# This notbook is about the EDA of "Student performance in Exam" dataset
## Here I have used 5 libraries. Pandas, Seaborn, Matplot, LabelEncoder, OneHotEncoder
## I have performed various visualizations using the seaborn library to understand the data and how different variables affect the result and have written down the inferences.

In [None]:
import pandas as pd
import seaborn as sns
import matplotlib.pyplot as plt

In [None]:
student_data = pd.read_csv("/kaggle/input/students-performance-in-exams/StudentsPerformance.csv")
student_data.head(5)

In [None]:
student_data.describe()

## The minimun and maximum marks for 
## Maths - 0, 100
## Reading - 17,100
## Writing - 10,100

In [None]:
student_data.isnull().sum()

In [None]:
student_data["gender"].unique()

In [None]:
student_data["race/ethnicity"].unique()

In [None]:
student_data["parental level of education"].unique()

In [None]:
student_data["lunch"].unique()

In [None]:
student_data["test preparation course"].unique()

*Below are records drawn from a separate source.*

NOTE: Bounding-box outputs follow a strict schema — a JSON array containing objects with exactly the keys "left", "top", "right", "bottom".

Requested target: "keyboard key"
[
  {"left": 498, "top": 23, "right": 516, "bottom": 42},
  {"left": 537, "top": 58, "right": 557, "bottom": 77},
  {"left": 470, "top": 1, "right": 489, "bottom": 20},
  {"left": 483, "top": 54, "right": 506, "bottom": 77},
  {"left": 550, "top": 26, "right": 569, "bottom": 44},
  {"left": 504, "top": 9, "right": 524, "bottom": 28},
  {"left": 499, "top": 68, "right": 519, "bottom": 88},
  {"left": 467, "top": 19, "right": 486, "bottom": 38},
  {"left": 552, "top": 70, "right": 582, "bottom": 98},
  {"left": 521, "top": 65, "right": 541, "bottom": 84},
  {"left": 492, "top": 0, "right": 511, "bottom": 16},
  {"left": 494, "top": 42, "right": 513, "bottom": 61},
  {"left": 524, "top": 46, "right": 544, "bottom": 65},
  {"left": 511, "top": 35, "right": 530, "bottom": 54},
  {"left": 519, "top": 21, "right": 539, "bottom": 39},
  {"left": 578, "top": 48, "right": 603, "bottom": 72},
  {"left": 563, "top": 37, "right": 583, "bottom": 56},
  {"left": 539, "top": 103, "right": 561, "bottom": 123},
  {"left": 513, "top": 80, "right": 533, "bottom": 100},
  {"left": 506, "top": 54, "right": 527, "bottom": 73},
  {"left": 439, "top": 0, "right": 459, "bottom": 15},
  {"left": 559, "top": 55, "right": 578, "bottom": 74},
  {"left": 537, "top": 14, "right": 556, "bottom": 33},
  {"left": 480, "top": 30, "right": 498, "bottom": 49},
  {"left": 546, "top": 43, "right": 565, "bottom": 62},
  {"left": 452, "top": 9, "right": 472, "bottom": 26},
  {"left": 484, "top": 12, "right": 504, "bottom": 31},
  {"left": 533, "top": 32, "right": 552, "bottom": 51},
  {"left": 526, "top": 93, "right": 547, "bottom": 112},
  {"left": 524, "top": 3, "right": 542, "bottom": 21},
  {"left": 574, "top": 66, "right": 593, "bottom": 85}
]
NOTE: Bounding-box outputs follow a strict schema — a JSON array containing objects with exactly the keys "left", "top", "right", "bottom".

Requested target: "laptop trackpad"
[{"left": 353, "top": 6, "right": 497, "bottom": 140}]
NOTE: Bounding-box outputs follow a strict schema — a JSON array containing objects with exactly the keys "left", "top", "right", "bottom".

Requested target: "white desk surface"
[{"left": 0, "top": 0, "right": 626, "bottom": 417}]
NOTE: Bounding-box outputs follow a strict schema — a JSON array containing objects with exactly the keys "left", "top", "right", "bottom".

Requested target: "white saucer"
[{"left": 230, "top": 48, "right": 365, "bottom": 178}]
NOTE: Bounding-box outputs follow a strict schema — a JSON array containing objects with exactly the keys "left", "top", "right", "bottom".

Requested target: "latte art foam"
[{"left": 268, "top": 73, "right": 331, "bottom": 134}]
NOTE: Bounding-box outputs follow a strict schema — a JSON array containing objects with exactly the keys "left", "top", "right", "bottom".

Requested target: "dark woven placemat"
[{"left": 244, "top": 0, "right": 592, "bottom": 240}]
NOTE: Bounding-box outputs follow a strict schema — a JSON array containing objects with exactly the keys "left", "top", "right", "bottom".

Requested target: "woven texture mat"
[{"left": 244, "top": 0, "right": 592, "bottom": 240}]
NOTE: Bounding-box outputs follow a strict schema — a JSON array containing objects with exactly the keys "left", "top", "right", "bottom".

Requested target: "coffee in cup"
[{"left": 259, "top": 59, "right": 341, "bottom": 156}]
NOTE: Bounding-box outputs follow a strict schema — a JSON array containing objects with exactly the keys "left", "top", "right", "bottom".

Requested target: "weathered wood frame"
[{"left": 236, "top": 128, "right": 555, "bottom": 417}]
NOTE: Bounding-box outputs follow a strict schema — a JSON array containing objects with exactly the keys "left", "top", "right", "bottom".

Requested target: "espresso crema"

## This shows the different categories of data present under each attribute.
#### For gender, 2. Female, Male.
#### For Race/Ethnicity. 5. Group A,B,C,D & E.
#### For Parental level of education. 6. Bachelor's degree, Some college, Master's degree, Associate's degree, High school, Some high school.
#### For Lunch. 2. Standard, Free/Reduced.
#### For Test preparation course. 2. None, Completed.

## Now we will visualize to make some inferences about the data and understand it more throughly

In [None]:
sns.displot(data=student_data, x="math score", hue="gender", col="test preparation course",multiple="stack")
sns.displot(data=student_data, x="reading score", hue="gender", col="test preparation course",multiple="stack")
sns.displot(data=student_data, x="writing score", hue="gender", col="test preparation course",multiple="stack")

### It shows that most of the students did not took any Test Preparation Course for the exam.
### It also shows that leaving math there were very less students who scored less than 35, who took the preparation course.
### It also shows that the female students have performed better than male students in all subjetcs irrespective of taken a course or not
### It also shows that the majority number of people scoring less than 20, who have not taken any course are girls.

In [None]:
sns.catplot(x="race/ethnicity", y="math score", data=student_data) 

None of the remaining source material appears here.